David Valadez wrote:
So folks know - there are videos that go with this article. They help demonstrate the topic more clearly. You just have to click on the hyperlinks (clip 1, clip 2, clip 3 and clip 4) to view them.
I watched the clips. Very interesting. And yes, they did help with reading your article. Thanks for taking the time to include them.
There is one thing that sticks out in my mind, though, as being an error of sorts. Maybe error isn't the right word, but it's close. Watching the clips, there is one aspect of that kind of training that you didn't account for in any of your discussions. There were no committed attacks in your videos. Yes, you had attacks, but none that I would classify as committed. Some of them I would say were jabs or jab-like strikes, some grappling, some clinching, but overall, no committed attacks. And there wouldn't be, otherwise you would have some sort of injury.

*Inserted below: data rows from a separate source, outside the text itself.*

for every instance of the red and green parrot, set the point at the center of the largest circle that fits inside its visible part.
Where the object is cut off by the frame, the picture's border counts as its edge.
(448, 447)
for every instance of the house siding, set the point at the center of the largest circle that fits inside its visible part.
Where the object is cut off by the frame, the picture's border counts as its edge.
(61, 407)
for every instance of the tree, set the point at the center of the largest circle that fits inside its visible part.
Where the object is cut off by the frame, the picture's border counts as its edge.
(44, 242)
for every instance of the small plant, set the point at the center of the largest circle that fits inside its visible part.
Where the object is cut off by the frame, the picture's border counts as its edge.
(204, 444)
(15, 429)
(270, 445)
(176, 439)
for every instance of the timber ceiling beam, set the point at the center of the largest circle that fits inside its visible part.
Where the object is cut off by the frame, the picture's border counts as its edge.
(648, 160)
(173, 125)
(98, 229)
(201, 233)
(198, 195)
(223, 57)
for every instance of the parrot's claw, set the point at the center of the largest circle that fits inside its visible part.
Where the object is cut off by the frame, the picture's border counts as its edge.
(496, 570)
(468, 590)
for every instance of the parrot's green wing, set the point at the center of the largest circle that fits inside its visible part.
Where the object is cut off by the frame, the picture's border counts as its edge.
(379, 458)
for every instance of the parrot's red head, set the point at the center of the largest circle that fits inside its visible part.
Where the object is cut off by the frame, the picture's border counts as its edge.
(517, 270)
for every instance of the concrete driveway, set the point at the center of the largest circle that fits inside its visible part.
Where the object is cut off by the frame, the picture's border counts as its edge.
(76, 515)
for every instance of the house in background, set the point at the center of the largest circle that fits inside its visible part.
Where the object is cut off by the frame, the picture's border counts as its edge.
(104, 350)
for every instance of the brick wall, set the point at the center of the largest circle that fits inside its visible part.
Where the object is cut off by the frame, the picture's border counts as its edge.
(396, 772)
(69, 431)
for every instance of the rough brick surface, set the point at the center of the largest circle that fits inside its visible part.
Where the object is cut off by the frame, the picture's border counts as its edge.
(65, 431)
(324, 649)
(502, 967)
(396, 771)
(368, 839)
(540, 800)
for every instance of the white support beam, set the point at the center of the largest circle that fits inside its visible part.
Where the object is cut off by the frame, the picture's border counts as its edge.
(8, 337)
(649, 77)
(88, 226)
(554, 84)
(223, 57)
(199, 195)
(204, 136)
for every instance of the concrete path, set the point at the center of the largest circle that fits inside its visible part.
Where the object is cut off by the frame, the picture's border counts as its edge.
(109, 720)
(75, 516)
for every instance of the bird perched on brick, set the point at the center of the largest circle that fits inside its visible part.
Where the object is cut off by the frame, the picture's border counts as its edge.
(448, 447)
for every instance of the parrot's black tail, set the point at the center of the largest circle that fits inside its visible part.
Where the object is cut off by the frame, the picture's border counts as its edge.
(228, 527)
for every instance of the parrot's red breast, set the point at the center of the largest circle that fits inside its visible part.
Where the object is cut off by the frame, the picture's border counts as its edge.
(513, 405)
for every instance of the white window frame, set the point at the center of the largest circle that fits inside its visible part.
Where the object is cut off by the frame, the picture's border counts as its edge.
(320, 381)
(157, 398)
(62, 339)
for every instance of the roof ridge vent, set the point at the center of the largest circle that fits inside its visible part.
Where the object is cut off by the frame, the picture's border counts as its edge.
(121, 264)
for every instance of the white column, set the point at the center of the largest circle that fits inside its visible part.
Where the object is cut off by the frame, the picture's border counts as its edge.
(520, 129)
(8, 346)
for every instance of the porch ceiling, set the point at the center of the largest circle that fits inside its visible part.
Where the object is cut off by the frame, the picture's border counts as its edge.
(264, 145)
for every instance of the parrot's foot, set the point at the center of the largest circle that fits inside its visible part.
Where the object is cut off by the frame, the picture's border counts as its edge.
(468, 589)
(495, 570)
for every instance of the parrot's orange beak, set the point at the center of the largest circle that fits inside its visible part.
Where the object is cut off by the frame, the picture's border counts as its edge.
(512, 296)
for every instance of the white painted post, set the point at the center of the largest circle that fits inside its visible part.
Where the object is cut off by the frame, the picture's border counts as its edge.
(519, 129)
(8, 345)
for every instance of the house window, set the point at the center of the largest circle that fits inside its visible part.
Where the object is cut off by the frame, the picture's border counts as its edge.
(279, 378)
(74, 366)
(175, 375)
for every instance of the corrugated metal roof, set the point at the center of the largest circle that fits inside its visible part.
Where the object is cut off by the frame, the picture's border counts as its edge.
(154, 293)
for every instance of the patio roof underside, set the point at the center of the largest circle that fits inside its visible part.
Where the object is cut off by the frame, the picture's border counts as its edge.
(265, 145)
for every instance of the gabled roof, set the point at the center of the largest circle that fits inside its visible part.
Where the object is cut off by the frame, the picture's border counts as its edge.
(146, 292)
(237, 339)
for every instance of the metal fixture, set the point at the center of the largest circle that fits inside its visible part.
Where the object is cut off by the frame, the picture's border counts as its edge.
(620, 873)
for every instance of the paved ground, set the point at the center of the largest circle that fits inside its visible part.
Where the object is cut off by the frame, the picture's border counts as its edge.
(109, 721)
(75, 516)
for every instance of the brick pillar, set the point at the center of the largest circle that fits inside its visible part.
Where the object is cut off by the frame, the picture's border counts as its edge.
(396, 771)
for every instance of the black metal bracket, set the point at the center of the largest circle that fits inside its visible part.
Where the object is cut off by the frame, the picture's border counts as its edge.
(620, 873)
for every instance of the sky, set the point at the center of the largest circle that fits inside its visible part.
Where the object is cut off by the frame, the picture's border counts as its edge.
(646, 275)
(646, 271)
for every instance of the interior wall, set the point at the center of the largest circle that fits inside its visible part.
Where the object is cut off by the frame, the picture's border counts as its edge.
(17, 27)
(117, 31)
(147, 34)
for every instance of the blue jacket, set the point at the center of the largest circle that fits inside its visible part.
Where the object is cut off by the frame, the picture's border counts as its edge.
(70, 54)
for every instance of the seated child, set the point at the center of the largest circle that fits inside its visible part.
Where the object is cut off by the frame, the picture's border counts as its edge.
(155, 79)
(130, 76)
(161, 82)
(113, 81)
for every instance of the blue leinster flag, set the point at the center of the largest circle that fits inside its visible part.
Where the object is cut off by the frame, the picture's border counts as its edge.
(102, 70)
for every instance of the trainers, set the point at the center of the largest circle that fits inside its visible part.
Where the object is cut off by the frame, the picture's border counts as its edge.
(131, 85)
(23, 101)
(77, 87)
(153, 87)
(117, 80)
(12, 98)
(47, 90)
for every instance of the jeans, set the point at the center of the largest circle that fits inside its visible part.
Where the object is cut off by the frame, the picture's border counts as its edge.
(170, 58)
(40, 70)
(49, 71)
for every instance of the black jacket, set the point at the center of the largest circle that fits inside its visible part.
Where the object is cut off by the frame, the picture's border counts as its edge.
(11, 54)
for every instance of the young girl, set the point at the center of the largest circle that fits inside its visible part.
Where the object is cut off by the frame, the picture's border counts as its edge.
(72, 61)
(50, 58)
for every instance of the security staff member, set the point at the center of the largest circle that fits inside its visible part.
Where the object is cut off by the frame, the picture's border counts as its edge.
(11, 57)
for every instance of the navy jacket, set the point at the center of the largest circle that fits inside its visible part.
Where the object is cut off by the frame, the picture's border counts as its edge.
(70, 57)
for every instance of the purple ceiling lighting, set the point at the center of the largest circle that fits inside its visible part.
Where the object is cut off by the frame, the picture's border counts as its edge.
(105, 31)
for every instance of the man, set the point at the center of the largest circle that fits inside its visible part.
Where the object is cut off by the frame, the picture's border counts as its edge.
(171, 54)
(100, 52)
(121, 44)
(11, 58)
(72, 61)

Outside the dojo, when someone decides to throw a punch, it isn't going to be half a strike, it isn't going to be pulled at the last moment. There may be a jab or two, but when the "committed" attack comes, it'll have a good bit of force behind it. I never saw anything like that in the clips. The punches or jabs that landed produced no effect like one would get with a full force blow. Least it didn't look like it.
That's really the sharpest thing that struck me as I read and watched the video. Not the idea and/or theory behind the writing, nor the training in the video, but just that solid, powerful strikes weren't taken into account.